It really is foolish. There was a commentary the other day by Bob Hepburn of the Toronto Star that Toronto liberals are in a quandary about this year’s mayoralty race in their city. Bob is a bit early in suggesting that liberals need to make any decision. The problem for them is not to jump into this or that campaign. Their challenge is to find the right candidate for liberal-minded voters to support.
There is not one of the present or suspected candidates at this time who could meet any criteria for liberal support. Liberals might be losing organizational and fund-raising time but there is still plenty of time to field a better candidate for mayor.
And if you cannot find the perfect candidate by Labour Day, you can make some decisions. You can look at the situation in early September and you will have a darn good idea of who is going to win. If it is someone you can live with for the next four years, you can relax. You can save your funding and energy for the 2015 federal election—the one with important issues to fight.

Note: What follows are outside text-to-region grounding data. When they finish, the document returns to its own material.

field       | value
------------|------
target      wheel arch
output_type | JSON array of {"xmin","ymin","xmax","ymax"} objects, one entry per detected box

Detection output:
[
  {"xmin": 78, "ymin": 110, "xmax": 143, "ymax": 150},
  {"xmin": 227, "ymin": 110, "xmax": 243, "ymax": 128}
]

If September comes and it looks like Ford is going to win, you have a problem. You better get to work for the one candidate who might beat him. A do-nothing Olivia Chow could be a better alternative to a destructive Rob Ford. That would be a non-liberal choice but it would save the city from further embarrassment. With Stintz, you have to hold your nose and hustle. She would seem like a breath of fresh air after Ford. Even John Tory might be past his best-before date but Toronto could relax a bit with four years of Tory.
But the problem is the city would go nowhere with any of those alternatives. Gridlock would continue to strangle a city without leadership. There would be no progress on transportation or serious infrastructure needs. The city would be spending much of its time on its knees at Queen’s Park and in Ottawa.
Toronto needs leadership. That is not what the usual suspects are offering. Leadership is a vision, a future, a city that knows where it is going. Those misfits and office-holders we seem stuck with on council should have little choice but to follow.
The ideal candidate for Toronto is a liberal. For Toronto is a liberal city. It is a melange of the old and the new. It looks to the future, not the past. It believes rather than destroys. It sets high standards. It can see the better future.